The ATF took the rare step of revoking the Shawano store's license after repeatedly warning the owner about missing records and other violations.
The most amazing thing,
as we saw so clearly in the comments the last time we discussed this story, is the strong support among gun owners. I really find it amazing that they, who continually claim to be responsible and law abiding, do not raise their voices above all others in denouncing gun shops like this.
The agency moved to revoke 64 licenses in fiscal year 2009 stemming from more than 11,000 inspections - the most recent figures available.
Now there's a small precentage for you. The first thing that comes to my mind is that crooked gun dealers can so easily conceal their criminal activity that the number of requested revocations was only 64. The second thing that comes to mind is that those 64 must really be bad. You'd think everybody would rejoice when those guys were put out of business, but I'm afraid it doesn't work like that.
Revoking a license can take years because of a law that allows a so-called "de novo review" by a federal judge - a fresh look at the matter that may result in a trial. In the Shawano case, Griesbach did not hold such a trial, yet the case still took 18 months to conclude as each side submitted hundreds of pages of documents.
When, after years of accumulating violations and evidence, the ATF finally succeeds in closing down this criminal enterprise, they'll just do what Badger Outdoors did.

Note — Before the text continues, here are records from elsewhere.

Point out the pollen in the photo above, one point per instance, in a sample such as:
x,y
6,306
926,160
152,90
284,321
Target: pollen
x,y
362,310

That would be similar to a case in 2006, when ATF investigators recommended revoking the license of Badger Outdoors in West Milwaukee.
There was no revocation and the store remains open, operating as Badger Guns. Federal records show the license recommended for revocation was relinquished voluntarily, the players inside the operation took on new roles and a new license was issued to the son of a previous owner, creating what one federal official called a "clean slate," a Journal Sentinel investigation found earlier this year.
To me, one of the strongest indictments against gun owners in general is their, not only turning a blind eye to this nonsense, but actually supporting it by protecting criminal gun dealers. It not only taints them all with guilt, it undermines their attempts to be accepted as responsible citizens exercising their rights.